許されたとしても男は一生、彼女の奴隷と化すだろうし、許されなければ一ヶ月後に控えた結婚式のキャンセル費用は全て男が支払う事になるだろう。破局の場合それで済めばいいが、物理的に去勢される可能性もないわけではないだろう。彼女の鍛えられた拳と脚があれば服の上からでも簡単なはず。女がどういう判断を下したのかラビも気にならないわけではないが、知る術はない。どのみち男の人生は詰んだも同然。浮気なんかするからだと同情心も湧かないが、代わりに好奇心が湧いた。
美味しそうにケーキを頬張るアーデルを見て緊張しながらもラビが口を開いた。
「ぼ、僕が浮気をしたらアーデルはどうしますか?」
突然の問いかけにキョトンとするアーデルが何度も瞬きを繰り返す。
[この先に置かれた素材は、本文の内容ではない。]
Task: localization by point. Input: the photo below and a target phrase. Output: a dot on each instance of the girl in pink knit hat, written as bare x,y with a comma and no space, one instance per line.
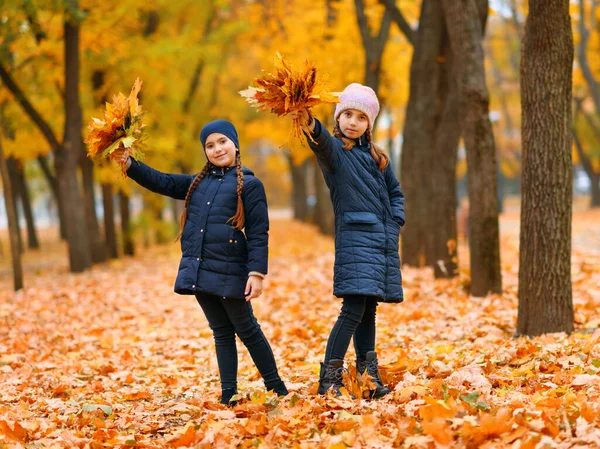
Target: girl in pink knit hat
369,212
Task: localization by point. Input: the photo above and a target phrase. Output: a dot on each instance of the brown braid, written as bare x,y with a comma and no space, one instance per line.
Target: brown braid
237,221
188,195
378,154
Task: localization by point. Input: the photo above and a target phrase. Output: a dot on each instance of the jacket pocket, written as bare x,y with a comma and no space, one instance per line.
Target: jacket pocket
364,218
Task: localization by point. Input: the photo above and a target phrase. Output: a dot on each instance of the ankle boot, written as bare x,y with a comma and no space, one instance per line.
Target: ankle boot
226,396
331,377
279,388
370,364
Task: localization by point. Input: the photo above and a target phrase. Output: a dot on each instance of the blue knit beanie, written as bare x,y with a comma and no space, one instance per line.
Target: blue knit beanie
219,126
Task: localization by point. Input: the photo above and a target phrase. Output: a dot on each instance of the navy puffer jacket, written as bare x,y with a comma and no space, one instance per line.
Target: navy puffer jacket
216,258
369,210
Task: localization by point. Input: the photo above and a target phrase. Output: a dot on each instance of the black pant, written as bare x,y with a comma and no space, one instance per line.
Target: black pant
228,317
357,319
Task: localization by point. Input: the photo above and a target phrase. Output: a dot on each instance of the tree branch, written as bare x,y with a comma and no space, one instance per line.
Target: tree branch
363,24
399,20
33,114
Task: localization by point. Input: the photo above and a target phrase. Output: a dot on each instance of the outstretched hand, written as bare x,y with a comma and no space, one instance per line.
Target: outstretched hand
304,117
121,156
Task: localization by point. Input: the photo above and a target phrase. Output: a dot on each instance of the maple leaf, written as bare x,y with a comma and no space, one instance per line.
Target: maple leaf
289,90
122,127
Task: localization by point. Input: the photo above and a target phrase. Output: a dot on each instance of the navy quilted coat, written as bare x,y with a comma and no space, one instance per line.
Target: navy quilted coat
369,210
216,258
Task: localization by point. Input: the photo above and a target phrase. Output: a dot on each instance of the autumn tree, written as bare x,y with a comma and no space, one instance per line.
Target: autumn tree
545,291
13,226
464,20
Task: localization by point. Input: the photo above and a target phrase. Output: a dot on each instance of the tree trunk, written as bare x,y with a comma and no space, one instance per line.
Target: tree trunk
443,189
419,136
11,166
110,232
53,183
324,217
67,156
12,224
545,291
299,188
463,20
127,237
96,243
32,238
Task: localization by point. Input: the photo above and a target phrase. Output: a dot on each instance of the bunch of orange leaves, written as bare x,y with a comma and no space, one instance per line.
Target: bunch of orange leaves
289,90
122,127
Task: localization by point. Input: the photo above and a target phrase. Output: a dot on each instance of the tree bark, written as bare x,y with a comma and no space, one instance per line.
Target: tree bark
443,189
12,224
126,233
109,221
373,45
422,116
53,183
545,291
463,19
21,186
15,194
67,156
96,243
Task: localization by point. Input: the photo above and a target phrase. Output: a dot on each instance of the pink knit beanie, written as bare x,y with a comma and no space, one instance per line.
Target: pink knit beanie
362,98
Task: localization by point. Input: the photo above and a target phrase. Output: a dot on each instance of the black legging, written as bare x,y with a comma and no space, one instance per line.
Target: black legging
228,317
357,319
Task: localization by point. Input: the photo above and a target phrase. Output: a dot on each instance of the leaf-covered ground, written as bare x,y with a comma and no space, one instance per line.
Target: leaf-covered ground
113,358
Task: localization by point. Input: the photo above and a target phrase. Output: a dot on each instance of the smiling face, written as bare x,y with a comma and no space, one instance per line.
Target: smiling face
220,150
353,123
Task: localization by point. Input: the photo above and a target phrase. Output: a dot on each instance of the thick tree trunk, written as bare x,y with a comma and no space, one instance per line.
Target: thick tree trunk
96,243
545,291
67,156
110,232
422,117
53,183
12,223
126,234
463,19
443,189
299,188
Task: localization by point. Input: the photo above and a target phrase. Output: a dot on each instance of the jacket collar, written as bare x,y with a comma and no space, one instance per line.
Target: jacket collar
220,171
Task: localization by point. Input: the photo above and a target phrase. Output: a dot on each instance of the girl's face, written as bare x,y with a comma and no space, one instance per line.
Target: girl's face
220,150
353,123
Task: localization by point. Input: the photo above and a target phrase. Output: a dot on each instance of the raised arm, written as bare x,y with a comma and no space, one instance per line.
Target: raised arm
323,144
175,186
395,194
257,226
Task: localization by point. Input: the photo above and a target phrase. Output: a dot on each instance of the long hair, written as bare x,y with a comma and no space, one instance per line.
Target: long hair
377,153
239,218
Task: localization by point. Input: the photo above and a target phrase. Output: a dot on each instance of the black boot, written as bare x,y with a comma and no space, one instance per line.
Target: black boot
279,388
226,396
370,364
331,377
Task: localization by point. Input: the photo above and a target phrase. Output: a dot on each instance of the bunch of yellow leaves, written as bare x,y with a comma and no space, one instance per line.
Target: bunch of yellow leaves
122,127
288,91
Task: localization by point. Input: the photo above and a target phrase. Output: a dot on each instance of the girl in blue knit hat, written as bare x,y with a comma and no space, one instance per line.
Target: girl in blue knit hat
221,265
369,212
突然どうしたと顔に書くもラビの顔に聞きたいと書いてあるのを見てクスッと笑って答えた。
「どうもしません」
その返事に今度はラビがキョトンとする。
「浮気は許される事ではありませんが、私達は政略結婚ですし別れるに別れられません」
「あ……」
政略結婚が故に、と言うアーデルに良い言葉を期待していたラビがショックを受ける。勝手に期待して勝手に傷ついている自分が悪いとわかっているのだが、別れないのは自分達を縛る理由があるからだと言われると辛かった。
今にもテーブルに突っ伏してしまいそうなラビを見てアーデルが皿の上にフォークを置いた。
「と言います」
「え?」
顔を上げたラビの目に映るのは少し曇った笑顔を浮かべるアーデル。
「実際は……泣いてしまうと思います。あなたが他の女性にほんの一瞬でも心を寄せた事に。だけど、あなたと過ごす日々が好きだから一回は許すのだと思います。あなたの土下座を見て……許す。惚れた弱味だと思います」
照れ笑いにも似た苦笑での回答にラビは胸が締め付けられる。ハッキリ言葉にしてくれるアーデルに感動し、思わずテーブルに手をついて勢いよく立ち上がった。
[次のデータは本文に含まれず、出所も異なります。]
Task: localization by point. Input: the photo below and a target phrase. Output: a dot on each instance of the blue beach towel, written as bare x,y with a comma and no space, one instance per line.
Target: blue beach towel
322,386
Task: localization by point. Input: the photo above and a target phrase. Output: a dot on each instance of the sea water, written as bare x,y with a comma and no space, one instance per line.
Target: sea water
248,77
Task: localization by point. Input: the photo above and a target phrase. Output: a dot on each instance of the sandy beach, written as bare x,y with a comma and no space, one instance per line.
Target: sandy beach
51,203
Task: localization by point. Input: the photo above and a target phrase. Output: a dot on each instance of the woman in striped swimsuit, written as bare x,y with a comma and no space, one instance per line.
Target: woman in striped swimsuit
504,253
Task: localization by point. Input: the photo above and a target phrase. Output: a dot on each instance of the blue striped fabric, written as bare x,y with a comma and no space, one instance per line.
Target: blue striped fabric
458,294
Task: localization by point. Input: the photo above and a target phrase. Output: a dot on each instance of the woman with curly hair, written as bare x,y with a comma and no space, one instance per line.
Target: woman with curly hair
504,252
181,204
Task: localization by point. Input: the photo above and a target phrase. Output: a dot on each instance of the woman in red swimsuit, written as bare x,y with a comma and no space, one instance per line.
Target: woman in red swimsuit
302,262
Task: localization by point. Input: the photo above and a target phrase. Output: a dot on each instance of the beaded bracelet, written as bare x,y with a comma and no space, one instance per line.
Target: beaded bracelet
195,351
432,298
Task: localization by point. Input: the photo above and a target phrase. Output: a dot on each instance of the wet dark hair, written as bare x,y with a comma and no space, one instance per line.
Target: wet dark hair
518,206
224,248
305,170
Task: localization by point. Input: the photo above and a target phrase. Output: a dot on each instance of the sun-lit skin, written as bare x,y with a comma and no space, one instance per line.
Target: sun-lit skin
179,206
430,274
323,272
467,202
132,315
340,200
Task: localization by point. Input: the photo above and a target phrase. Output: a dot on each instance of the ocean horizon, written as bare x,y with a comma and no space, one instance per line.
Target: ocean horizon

「絶対に浮気なんてしませんッ! 僕は何が起ころうとあなたを裏切ったりしないと誓います! 僕が触れたいのはアーデルだけですし、愛しているのもアーデルだけなんです! 他の女性を魅力的だと思った事は一度もなくて、やっぱりアーデルが一番だって女性を見る度に何度も何度も思──……って……」
驚いたような顔に変わった後、真っ赤に染まるアーデルに首を傾げるが、自分が言った言葉を思い出してラビの顔も赤く染まる。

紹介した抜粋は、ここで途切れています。